Albrecht Dürer (1471-1528) foi o pintor alemão mais famoso da época renascentista. Suas obras estão entre os ícones da história da arte mundial. Desenhos detalhados eram a característica de suas pinturas, como evidenciado nas obras retratadas nestas duas cédulas – Retrato de Uma Jovem Veneziana (1519) e Retrato de Um Jovem (1521). Além de pintor, ele dominava as técnicas do desenho e era mestre na gravura em madeira e metal. Seu aprendizado nas artes começou bem cedo, trabalhando com seu pai como ourives. A princípio ele seguiria a profissão do pai, não tivesse demonstrado enorme talento, ainda aos 15 anos de idade, quando começou como aprendiz de pintor. Após passar pelo aprendizado e suplantar seus tutores, ele deu início à sua peregrinação por toda a Europa para aprimorar suas técnicas. Durante essas viagens, especialmente à Itália, Dürer entrou em contato direto com o humanismo renascentista e com os estudos de proporção, perspectiva e anatomia, elementos que incorporou de forma inédita à arte germânica.
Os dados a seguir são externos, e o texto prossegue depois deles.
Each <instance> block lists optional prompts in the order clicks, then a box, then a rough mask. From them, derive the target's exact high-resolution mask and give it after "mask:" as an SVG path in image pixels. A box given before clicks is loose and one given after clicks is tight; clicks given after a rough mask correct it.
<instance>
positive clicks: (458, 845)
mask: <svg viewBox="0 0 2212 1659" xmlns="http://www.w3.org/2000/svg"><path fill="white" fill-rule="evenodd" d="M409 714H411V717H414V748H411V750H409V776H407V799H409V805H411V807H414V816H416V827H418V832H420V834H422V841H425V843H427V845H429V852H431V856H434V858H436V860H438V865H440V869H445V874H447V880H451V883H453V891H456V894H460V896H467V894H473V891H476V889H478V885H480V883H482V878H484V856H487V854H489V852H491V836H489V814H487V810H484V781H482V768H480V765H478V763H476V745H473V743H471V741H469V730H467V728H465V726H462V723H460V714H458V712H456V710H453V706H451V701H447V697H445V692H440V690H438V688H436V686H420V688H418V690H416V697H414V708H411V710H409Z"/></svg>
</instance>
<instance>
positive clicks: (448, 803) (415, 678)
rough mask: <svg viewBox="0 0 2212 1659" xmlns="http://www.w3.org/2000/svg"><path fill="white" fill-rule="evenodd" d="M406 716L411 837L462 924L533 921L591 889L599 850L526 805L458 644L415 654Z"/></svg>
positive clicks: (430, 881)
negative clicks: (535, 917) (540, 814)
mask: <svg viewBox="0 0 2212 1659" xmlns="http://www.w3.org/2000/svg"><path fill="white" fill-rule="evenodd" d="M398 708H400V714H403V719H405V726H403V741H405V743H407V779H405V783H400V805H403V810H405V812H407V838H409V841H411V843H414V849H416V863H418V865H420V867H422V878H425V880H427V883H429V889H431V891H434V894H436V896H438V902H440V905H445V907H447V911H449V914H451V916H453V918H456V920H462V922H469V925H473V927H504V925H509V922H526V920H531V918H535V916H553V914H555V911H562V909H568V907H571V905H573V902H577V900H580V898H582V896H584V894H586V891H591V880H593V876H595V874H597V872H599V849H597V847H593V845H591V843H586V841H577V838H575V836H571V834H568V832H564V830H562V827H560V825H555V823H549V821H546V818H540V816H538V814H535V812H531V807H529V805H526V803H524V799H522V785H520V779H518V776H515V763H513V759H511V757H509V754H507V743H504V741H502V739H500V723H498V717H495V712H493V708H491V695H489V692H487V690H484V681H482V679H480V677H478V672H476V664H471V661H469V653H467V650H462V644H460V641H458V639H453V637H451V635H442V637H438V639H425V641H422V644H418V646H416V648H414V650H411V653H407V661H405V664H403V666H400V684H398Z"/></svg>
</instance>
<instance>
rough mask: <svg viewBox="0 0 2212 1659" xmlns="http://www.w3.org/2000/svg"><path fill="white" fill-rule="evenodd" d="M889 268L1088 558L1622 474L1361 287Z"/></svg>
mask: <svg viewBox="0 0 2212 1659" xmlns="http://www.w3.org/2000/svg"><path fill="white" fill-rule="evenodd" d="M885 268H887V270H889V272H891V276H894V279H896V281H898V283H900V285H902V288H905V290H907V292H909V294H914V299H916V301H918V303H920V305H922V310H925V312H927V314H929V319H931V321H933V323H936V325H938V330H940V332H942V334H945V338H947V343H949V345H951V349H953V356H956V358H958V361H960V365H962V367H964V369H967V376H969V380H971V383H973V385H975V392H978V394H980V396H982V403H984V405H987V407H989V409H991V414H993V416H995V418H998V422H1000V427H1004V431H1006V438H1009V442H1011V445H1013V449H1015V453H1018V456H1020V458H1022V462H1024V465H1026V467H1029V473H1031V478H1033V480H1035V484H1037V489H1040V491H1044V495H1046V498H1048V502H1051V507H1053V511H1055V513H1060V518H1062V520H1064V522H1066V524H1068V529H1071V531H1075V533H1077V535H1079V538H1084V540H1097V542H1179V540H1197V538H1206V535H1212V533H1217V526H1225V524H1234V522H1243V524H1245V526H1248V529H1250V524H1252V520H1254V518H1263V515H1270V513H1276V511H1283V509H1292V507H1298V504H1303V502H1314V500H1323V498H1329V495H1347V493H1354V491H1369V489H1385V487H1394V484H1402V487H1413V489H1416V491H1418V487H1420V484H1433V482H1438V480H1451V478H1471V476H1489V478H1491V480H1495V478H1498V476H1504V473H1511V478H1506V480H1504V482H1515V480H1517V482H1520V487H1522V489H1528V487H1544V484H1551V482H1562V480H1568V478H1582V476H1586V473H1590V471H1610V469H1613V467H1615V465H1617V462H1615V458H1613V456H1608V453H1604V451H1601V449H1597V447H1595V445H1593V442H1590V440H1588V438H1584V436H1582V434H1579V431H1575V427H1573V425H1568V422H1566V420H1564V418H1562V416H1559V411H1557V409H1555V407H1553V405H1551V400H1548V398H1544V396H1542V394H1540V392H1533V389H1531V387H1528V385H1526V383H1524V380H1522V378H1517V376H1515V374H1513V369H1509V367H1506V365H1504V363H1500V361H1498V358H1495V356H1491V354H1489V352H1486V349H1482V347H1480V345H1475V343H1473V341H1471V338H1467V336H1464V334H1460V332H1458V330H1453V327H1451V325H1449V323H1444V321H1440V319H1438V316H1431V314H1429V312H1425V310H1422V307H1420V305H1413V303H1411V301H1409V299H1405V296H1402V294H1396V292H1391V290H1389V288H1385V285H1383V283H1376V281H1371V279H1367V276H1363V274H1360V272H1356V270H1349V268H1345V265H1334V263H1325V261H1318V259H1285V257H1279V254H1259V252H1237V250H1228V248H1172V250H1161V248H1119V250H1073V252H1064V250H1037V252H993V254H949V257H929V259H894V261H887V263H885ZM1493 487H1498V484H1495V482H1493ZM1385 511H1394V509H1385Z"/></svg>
Como um artista polivalente, ele foi requisitado por nobres e imperadores, incluindo o imperador Maximiliano I do Sacro Império Romano-Germânico, para quem produziu importantes obras de caráter simbólico e propagandístico. Dürer também desenvolveu um outro talento – a autopromoção. Em vez de se isolar num ateliê, ele cuidava ativamente da distribuição de suas obras, explorando a reprodução em série proporcionada pelas gravuras. Hoje, a história o vê também como um empresário. Sua mãe e sua esposa o apoiavam na venda das obras. Albrecht Dürer foi um dos primeiros artistas a requisitar o “copyright” dos seus trabalhos. Num tribunal de Veneza, ele registrou sua arte e sua marca registrada “AD” em um processo contra o plágio de suas obras. Essa atitude pioneira reforça sua compreensão da arte não apenas como expressão estética, mas também como propriedade intelectual. Até 1528, ano de sua morte, Albrecht Dürer executou cerca de 1.200 trabalhos. Seus quadros, retábulos, gravuras e xilogravuras estão hoje nos principais museus do mundo. Portanto, é mais do que justo que sua arte tenha sido homenageada nas cédulas dos alemães durante duas décadas, entre 1960 e 1980, como símbolo da herança cultural, do rigor técnico e do espírito inovador da arte alemã.